I’m kind of a scrooge when it comes to the Christmas season. I won’t get into the specifics, but some of the central themes of Christmas in our culture give me more indigestion than cheer. Forgive me.

One of my primary indigestion inducing locations is the shopping mall. A couple months ago I was walking the aisles and taking it all in. The setting was quite beautiful, but the idea behind the setting wasn’t. I just can’t kick the thought of our frantic consumption resting on the shoulders and worn hands of the often oppressed woman and children who make the majority of the items being sold. It would be one thing if our consumption brought us peace and hope, but based on the focused faces, glazed eyes and speed walking, it didn’t seem to. I find myself in that very same posture quite often.

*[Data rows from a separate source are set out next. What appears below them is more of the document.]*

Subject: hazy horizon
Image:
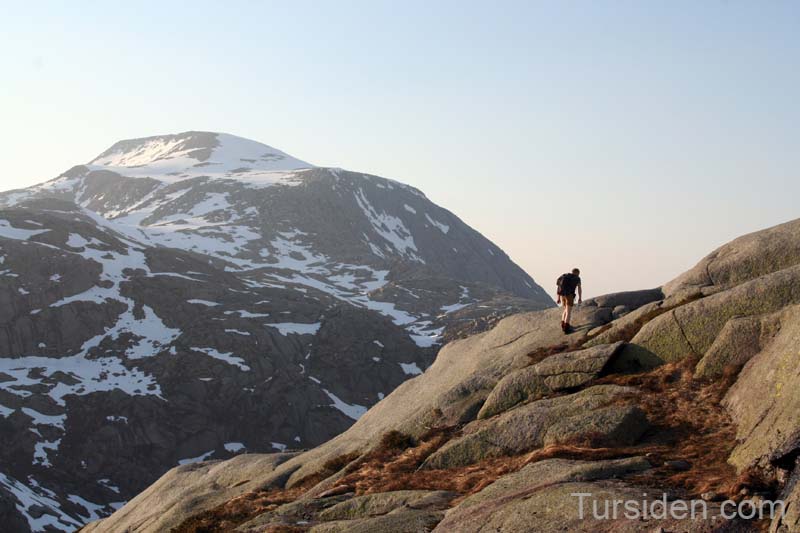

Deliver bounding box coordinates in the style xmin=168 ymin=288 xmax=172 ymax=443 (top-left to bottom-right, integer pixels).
xmin=2 ymin=1 xmax=798 ymax=298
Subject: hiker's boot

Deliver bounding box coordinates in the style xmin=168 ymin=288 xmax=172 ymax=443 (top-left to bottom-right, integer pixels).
xmin=564 ymin=322 xmax=572 ymax=334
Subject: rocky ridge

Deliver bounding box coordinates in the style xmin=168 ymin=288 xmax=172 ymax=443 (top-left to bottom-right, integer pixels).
xmin=84 ymin=216 xmax=800 ymax=532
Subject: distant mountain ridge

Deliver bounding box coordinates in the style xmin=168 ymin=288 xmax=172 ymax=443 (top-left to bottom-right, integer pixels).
xmin=0 ymin=132 xmax=551 ymax=532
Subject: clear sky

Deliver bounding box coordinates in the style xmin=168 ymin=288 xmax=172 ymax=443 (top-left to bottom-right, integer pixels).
xmin=2 ymin=1 xmax=798 ymax=297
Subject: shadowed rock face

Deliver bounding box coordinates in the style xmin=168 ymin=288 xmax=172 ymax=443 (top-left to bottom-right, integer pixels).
xmin=724 ymin=304 xmax=800 ymax=471
xmin=0 ymin=133 xmax=554 ymax=532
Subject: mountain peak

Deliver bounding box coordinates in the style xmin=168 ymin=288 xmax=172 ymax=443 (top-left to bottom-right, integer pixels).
xmin=88 ymin=131 xmax=313 ymax=181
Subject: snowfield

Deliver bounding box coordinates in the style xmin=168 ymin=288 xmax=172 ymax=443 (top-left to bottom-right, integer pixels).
xmin=89 ymin=132 xmax=313 ymax=183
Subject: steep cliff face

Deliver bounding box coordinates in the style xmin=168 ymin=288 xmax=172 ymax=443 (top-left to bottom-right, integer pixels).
xmin=89 ymin=216 xmax=800 ymax=533
xmin=0 ymin=133 xmax=552 ymax=532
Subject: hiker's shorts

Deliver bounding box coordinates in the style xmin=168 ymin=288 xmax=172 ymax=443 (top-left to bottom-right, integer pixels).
xmin=560 ymin=294 xmax=575 ymax=306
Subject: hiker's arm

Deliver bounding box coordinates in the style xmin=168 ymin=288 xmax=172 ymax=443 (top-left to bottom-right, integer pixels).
xmin=577 ymin=284 xmax=582 ymax=303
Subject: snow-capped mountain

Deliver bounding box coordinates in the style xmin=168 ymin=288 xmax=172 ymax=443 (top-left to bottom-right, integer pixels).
xmin=0 ymin=132 xmax=551 ymax=532
xmin=90 ymin=131 xmax=312 ymax=178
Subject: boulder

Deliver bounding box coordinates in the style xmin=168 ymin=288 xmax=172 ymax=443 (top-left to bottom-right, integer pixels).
xmin=588 ymin=288 xmax=664 ymax=311
xmin=612 ymin=305 xmax=629 ymax=319
xmin=477 ymin=342 xmax=625 ymax=419
xmin=317 ymin=490 xmax=456 ymax=521
xmin=542 ymin=405 xmax=649 ymax=447
xmin=422 ymin=385 xmax=647 ymax=469
xmin=724 ymin=305 xmax=800 ymax=471
xmin=585 ymin=300 xmax=665 ymax=347
xmin=80 ymin=453 xmax=298 ymax=533
xmin=694 ymin=312 xmax=781 ymax=379
xmin=602 ymin=343 xmax=666 ymax=374
xmin=632 ymin=264 xmax=800 ymax=364
xmin=535 ymin=341 xmax=624 ymax=389
xmin=475 ymin=371 xmax=549 ymax=421
xmin=664 ymin=217 xmax=800 ymax=297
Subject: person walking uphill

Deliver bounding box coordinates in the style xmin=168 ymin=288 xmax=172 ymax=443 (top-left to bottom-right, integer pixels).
xmin=557 ymin=268 xmax=582 ymax=333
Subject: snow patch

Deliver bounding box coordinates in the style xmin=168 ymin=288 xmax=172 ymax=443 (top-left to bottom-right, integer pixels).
xmin=187 ymin=299 xmax=220 ymax=307
xmin=321 ymin=389 xmax=367 ymax=420
xmin=354 ymin=188 xmax=422 ymax=262
xmin=192 ymin=347 xmax=250 ymax=371
xmin=224 ymin=442 xmax=246 ymax=453
xmin=268 ymin=322 xmax=321 ymax=336
xmin=425 ymin=213 xmax=450 ymax=234
xmin=178 ymin=450 xmax=215 ymax=465
xmin=399 ymin=362 xmax=423 ymax=375
xmin=0 ymin=220 xmax=49 ymax=241
xmin=89 ymin=132 xmax=312 ymax=184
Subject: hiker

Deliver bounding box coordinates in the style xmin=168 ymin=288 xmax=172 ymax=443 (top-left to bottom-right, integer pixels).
xmin=556 ymin=268 xmax=582 ymax=333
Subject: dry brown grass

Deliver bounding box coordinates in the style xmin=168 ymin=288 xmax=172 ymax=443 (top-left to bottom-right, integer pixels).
xmin=526 ymin=342 xmax=571 ymax=365
xmin=326 ymin=425 xmax=544 ymax=502
xmin=170 ymin=430 xmax=447 ymax=532
xmin=170 ymin=450 xmax=366 ymax=533
xmin=319 ymin=452 xmax=361 ymax=476
xmin=170 ymin=483 xmax=311 ymax=533
xmin=595 ymin=357 xmax=746 ymax=498
xmin=376 ymin=430 xmax=417 ymax=452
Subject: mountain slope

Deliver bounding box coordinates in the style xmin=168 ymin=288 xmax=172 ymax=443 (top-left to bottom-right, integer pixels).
xmin=2 ymin=131 xmax=547 ymax=306
xmin=0 ymin=133 xmax=551 ymax=532
xmin=90 ymin=216 xmax=800 ymax=532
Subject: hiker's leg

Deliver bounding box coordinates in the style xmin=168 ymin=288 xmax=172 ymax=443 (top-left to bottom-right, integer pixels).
xmin=565 ymin=301 xmax=573 ymax=325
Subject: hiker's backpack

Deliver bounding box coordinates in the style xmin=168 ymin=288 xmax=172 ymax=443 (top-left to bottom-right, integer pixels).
xmin=556 ymin=273 xmax=578 ymax=295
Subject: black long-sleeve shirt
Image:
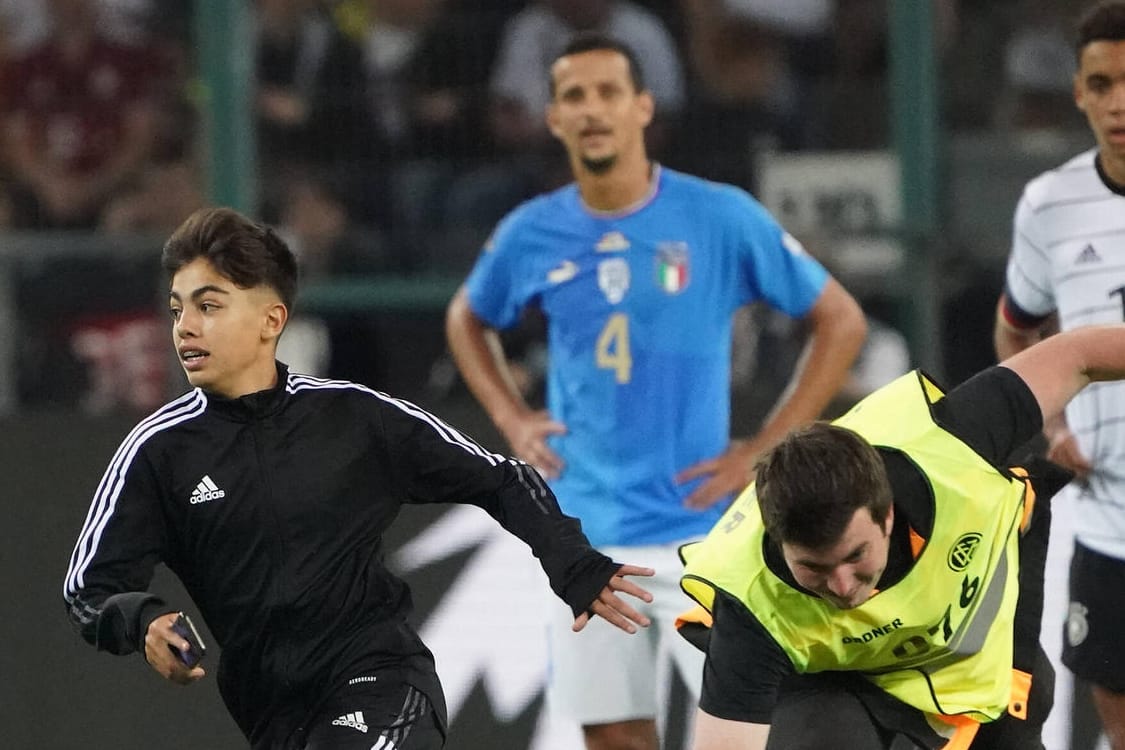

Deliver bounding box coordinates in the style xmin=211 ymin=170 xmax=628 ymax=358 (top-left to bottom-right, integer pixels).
xmin=63 ymin=363 xmax=621 ymax=744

As we strolled along, I heard something. It was a faint sound amid the Christmas music, crying babies and noise from the nearby food court. It was as if the sound was designed to shake each of us out of our product induced daze and consider something more. Something outside of our hurried shopping lists. It was the bell that we have all heard hundreds of times. Holding the bell was an older fella with a homely smile and Santa hat. Next to him was the familiar Red Can. His smile was contagious to anyone who chose to acknowledge. So is his cause. It is just that there is such a struggle to snap out of our “daze” when we are surrounded by so many things that are counter to this cause. At the same time, when we do embrace and participate in this Cause, we begin to see this same setting not with critical eyes (as I so often struggle), but with eyes of invitation to something better. It is often in the homely smile that we see the One who invites us to turn from systemic hopelessness to renewed justice.